Runbook is an MCP server that exposes development tasks defined in YAML as MCP tools. The same task definitions work from the CLI for humans and through MCP for AI agents.
The problem
AI coding agents don't know how to run your project. You can write instructions, add context, give them everything they need, and they'll still fumble around trying to piece together the right commands from execution outputs or scrape through long-running daemon logs for information. The more steps involved, the more context they burn and the more they drift.
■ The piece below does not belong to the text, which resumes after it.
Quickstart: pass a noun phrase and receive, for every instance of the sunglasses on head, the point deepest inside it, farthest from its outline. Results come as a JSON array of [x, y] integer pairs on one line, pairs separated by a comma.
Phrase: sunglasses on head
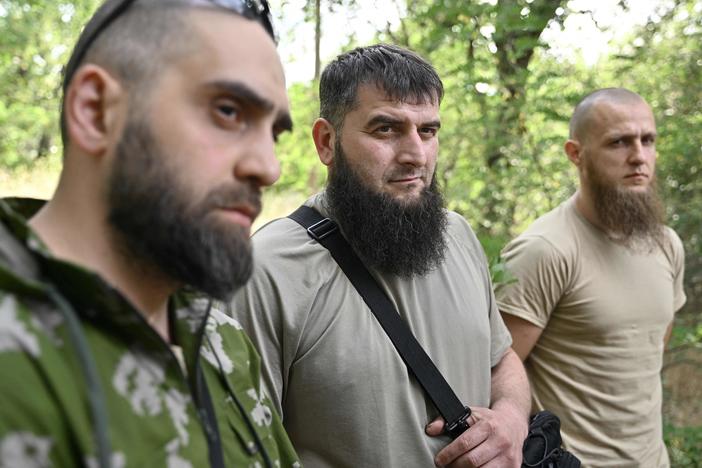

I built Runbook because I needed agents to stop improvising and start using a standard and expected workflow. When you give an agent MCP tools to do the thing, it goes that route every time over shell commands. It saves time, saves context, and eliminates the frustration of watching an agent reinvent something that's already defined.
How it works
Tasks are defined in YAML files under a `.runbook/` directory. Each task has a name, description, command, and type (oneshot or daemon). Runbook merges all the YAML files together, so you can split configuration by concern without a single massive file.
When Runbook runs as an MCP server, every task becomes a tool the agent can discover and call directly. But it goes beyond task execution. You can define prompts and resources through MCP as well, giving the agent a native way to access project context instead of fishing for it. Override files let you control visibility per task, so you can hide things from the agent while keeping them accessible from the CLI.
Runbook also handles workflow composition, prompt templates with Go template syntax, and full daemon management with logging and session tracking. It's a single Go binary with no runtime dependencies.